Lawyers from our firm have filed a significant lawsuit against Toyota that involves Toyota’s defective electronic throttle control system. The wrongful death claim was filed in Superior Court of New Jersey, Bergen County, on behalf of the family of Robert Kitrys, who was killed July 20, 2013. Mr. Kitrys’ 2004 Toyota Camry suddenly and without warning surged out of control, accelerating at high speeds and he was unable to stop the vehicle. As the uncontrollable Camry approached an intersection and concrete barrier, Mr. Kitrys jumped from the vehicle. He received injuries that caused his death. Graham Esdale and Ben Baker, from our firm, along with Don Caminiti with Breslin and Breslin, in Hackensack, N.J., will handle the case for Mr. Kitrys’ family.
Mr. Kitrys was only two blocks from his house when the car suddenly surged toward a busy intersection at a major highway and he couldn’t stop it. The man jumped out of the car, but he was badly injured and died. This is a very tragic event, and one that could have been prevented had Toyota properly designed its electronic throttle control system that has been found to be defective in an Oklahoma court. The jurors in that case, Bookout v. Toyota Motor Corp., found that Toyota had a reckless disregard for human life. Such recklessness caused Mr. Kitrys’ death in this case.
Toyota recalled more than 8 million vehicles worldwide in 2009 and 2010 after reports that sudden unintended acceleration resulted in crashes involving serious injury and death. However, Toyota never recalled the 2002 through 2006 model year Camrys. The software problems in a 2005 Camry resulted in a jury verdict against Toyota in the three-week Bookout trial held in Oklahoma about a month ago. The jury in that case returned a multi-million dollar compensatory damages award and determined that punitive damages were warranted. However, the case was settled before the jurors had a chance to determine the amount of punitive damages to be awarded. The amount of that settlement was confidential.

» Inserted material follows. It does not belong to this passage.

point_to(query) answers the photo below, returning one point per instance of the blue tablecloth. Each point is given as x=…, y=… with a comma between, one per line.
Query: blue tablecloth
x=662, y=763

The jury in the Oklahoma City case also determined that defects in the Camry’s electronic throttle control system (ETCS) were directly responsible for the Camry’s sudden acceleration and resulting crash where the driver was seriously injured and a passenger killed. Toyota has long blamed the problem on faulty floor mats, sticky accelerator pedals and even driver error. But the real problem has been a defective electronic throttle control system.